Where do TBIN's dogs come from?
- The dogs in TBIN's care typically come from individuals who are no longer able to care for them. TBIN also accepts dogs from shelters and works with other partner rescue organizations to offer aid to toy breed dogs who are in need of rescue assistance.
Why adopt a rescued dog?
- It is estimated that 6-8 million cats and dogs are euthanized each year in the United States. Simply put, adoption saves lives and is truly the compassionate option. It is also estimated that 25% of homeless dogs are purebred dogs. Whatever breed you are seeking, you will be able to find in a rescue or shelter. Adopting a dog saves two lives, the life of the dog you adopt, and the dog who will take his or her place in the rescue. Rescued dogs have an enormous amount of love and life to offer. They simply long for a kind word, a loving pat on the head, and a soft place to lay their heads.
Why adopt from TBIN?
- We work tirelessly to provide the highest level of care to the dogs that have been entrusted to us. All dogs are spayed/neutered, are current on necessary vaccines, are Heartworm/Lyme/Ehrlichia/Anaplasmosis tested, have been dewormed and/or have had a negative fecal test, are microchipped, and have been seen by a licensed veterinarian. All TBIN dogs are fed a high-quality species appropriate diet, are given supplements to support wellness, and have had any medical issues thoroughly addressed. TBIN provides lifetime support for every dog adopted from us. We are always available to answer questions, provide guidance, and share tips and suggestions so that you and your adopted companion can live the longest, happiest life together. We also stand behind our dogs for life. This means that if at any time, for any reason the adoption does not work out, we always take our dogs back. We believe that our commitment to each dog does not end at the time of the placement with a forever family. We provide educational materials that will help you, the guardian, make the best choices so that you may ensure the health and longevity of your newly adopted canine companion.
Why adopt an older dog?
- Many folks think it would just be too sad to adopt an older dog for fear that they will become attached and then suffer their loss sooner than that of a puppy. While there may be some truth to this, one thing to keep in mind is that toy breed dogs are longer lived than larger breeds. A 10 year old Chihuahua can easily live another 7-8 (or more!) years. Blessed are those who choose to open their home to an older dog. These dogs love with their whole hearts and form deep bonds with their families. Older dogs are wiser, are often already trained and past the point of chewing your shoes or leaving puddles on the carpet. They are happy to spend their time laying in your lap or quietly at your feet. Their demands are fewer and what they have to offer is tremendous: unconditional and unwavering love. While their muzzles may be a bit gray, and they may be a bit slower, the companionship provide is second to none.
Why do you require that all dogs in an applicant's home be spayed or neutered?

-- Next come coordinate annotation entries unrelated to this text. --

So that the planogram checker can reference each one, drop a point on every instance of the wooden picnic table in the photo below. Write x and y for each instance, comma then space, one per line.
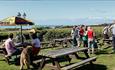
63, 41
54, 54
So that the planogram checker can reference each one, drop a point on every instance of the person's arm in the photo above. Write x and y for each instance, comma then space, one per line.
110, 28
12, 44
103, 30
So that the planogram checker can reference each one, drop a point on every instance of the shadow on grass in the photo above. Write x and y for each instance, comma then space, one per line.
102, 52
92, 67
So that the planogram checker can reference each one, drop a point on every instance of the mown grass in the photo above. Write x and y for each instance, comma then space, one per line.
105, 61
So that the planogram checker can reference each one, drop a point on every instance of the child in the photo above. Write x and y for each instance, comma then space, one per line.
85, 38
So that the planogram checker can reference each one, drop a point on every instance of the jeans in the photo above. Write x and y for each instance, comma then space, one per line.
113, 42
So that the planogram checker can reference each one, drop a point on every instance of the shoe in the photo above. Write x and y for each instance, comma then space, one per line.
7, 59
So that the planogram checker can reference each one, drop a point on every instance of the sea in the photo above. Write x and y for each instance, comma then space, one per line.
28, 27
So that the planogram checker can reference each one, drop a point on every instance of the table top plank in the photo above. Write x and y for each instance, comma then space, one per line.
64, 51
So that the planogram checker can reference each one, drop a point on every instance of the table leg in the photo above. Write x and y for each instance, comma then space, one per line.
86, 53
87, 56
76, 55
42, 64
57, 64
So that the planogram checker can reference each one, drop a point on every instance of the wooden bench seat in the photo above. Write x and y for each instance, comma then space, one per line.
78, 63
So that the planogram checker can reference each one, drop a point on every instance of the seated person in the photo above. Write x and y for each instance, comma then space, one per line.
10, 47
35, 45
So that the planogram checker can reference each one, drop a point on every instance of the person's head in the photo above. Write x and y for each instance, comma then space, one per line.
89, 28
11, 35
34, 36
86, 27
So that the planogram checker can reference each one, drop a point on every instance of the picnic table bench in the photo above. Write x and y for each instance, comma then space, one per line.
54, 54
63, 41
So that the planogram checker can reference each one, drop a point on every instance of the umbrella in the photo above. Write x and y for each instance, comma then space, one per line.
14, 21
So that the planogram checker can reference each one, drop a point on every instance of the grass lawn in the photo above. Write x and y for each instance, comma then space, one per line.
105, 61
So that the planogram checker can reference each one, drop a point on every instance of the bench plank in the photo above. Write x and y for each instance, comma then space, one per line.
64, 51
79, 63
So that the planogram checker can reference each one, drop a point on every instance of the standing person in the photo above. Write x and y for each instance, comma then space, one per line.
35, 45
81, 33
85, 38
105, 32
10, 47
90, 34
75, 36
112, 28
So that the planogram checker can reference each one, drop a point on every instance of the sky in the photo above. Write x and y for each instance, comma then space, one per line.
60, 12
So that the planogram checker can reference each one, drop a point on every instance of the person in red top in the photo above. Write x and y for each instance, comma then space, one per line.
81, 33
91, 35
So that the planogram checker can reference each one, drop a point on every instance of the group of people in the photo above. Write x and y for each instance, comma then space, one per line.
85, 35
12, 50
107, 32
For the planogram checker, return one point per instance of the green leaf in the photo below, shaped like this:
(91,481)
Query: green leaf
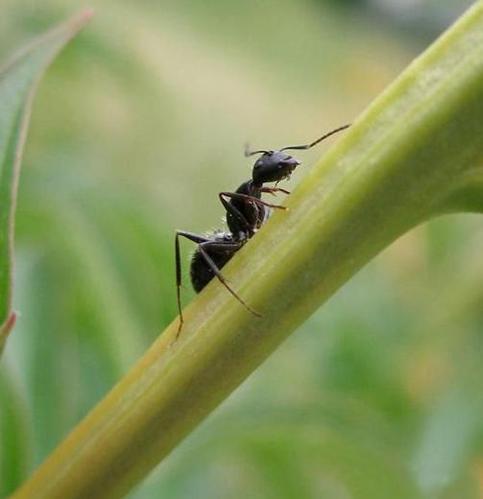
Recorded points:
(18,81)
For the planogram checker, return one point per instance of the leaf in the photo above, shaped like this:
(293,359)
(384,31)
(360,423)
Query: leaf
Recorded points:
(18,81)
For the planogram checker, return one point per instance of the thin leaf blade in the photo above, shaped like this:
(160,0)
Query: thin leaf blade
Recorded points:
(18,81)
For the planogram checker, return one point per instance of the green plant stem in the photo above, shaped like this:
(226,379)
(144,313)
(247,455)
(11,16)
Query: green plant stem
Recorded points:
(410,157)
(18,83)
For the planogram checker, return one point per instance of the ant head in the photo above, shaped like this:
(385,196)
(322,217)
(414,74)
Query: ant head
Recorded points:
(273,166)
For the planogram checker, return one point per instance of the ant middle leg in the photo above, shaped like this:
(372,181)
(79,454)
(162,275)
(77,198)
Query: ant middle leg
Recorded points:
(214,246)
(238,195)
(196,239)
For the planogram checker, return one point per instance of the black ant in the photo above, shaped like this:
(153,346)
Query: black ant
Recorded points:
(245,214)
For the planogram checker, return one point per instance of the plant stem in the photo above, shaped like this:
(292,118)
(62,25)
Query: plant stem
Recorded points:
(405,160)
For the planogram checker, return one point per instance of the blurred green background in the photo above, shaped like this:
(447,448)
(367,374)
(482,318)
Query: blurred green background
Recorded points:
(136,128)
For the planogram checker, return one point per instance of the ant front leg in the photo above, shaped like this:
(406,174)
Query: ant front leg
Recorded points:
(253,199)
(196,239)
(273,190)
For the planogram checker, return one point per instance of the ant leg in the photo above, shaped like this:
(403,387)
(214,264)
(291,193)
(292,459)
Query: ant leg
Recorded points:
(196,239)
(222,246)
(273,190)
(237,195)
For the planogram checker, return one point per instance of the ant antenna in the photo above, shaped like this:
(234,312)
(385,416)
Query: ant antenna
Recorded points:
(315,142)
(251,153)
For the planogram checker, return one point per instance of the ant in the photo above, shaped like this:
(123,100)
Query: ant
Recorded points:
(245,214)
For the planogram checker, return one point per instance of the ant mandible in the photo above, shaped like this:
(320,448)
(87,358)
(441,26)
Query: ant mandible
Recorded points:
(245,214)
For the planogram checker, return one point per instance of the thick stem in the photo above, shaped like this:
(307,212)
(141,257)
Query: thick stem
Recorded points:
(400,164)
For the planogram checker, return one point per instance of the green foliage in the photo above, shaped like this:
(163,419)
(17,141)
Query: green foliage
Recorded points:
(380,390)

- As rescuers, we are acutely aware of the pet overpopulation crisis. Dogs that are not spayed or neutered are at risk of producing unwanted litters of puppies. As it is, there simply are not enough homes for all of the dogs that already exist, let alone those that have yet to be born. Unaltered dogs are more prone to roaming, are at risk for developing uterine, mammary, or testicular cancer, and can sometimes have territorial issues when a new dog is introduced in to their home (such as aggression or marking). As such, TBIN has a policy that requires all dogs in an applicant's home to be spayed or neutered.

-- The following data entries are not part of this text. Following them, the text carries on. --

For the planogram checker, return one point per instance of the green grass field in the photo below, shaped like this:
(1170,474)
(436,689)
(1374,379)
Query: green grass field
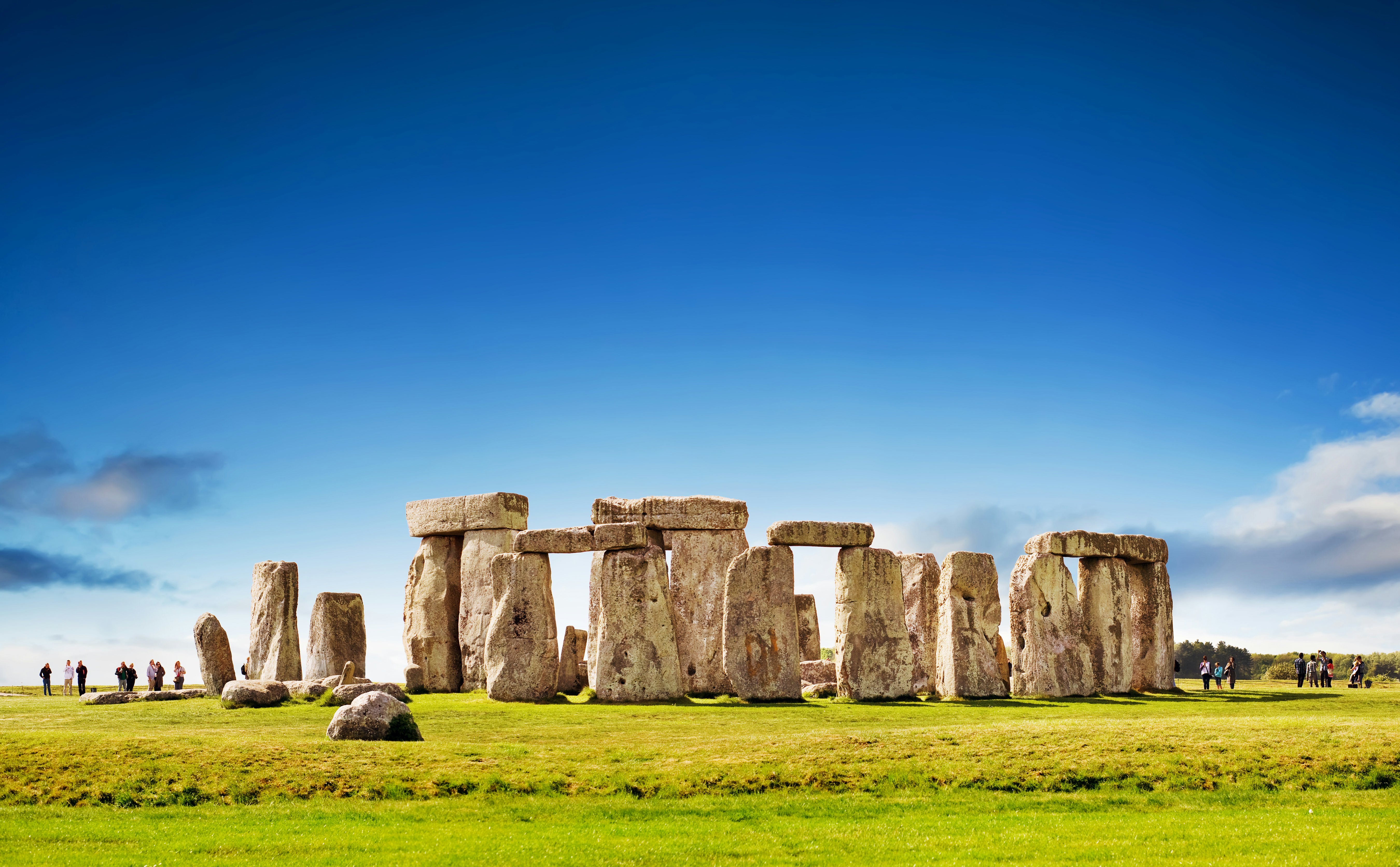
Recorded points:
(1195,778)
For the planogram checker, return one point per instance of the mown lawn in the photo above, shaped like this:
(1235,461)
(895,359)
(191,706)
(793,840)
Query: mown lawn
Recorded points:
(1149,779)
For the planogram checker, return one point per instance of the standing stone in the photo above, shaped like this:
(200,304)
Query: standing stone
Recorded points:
(1049,653)
(430,601)
(759,636)
(808,632)
(1108,622)
(1154,641)
(521,645)
(969,615)
(274,645)
(920,576)
(633,634)
(479,548)
(570,659)
(874,657)
(216,660)
(337,635)
(699,562)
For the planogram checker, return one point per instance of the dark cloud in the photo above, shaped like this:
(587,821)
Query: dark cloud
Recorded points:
(38,477)
(24,569)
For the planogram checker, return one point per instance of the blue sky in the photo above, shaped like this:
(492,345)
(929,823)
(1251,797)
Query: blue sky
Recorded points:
(965,272)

What is a home visit and why do you require it?
- The home visit enables us to verify the information on your application and to get a better feel for the type of environment you would provide for an adopted dog. It gives us the opportunity to provide feedback such as where an adopted dog would be kept when you are not home, to address any hazards such as electrical cords or houseplants, and to offer guidance as to what breed of dog would best suit you. If you have applied for a specific dog and we feel that you may potentially be a match for that dog, we will often bring the dog with us when we visit your home. This will afford both the family and the adoption coordinator an opportunity to see if the dog may be a good fit or if another dog would be a better choice. All residents of the home must be present during the home visit.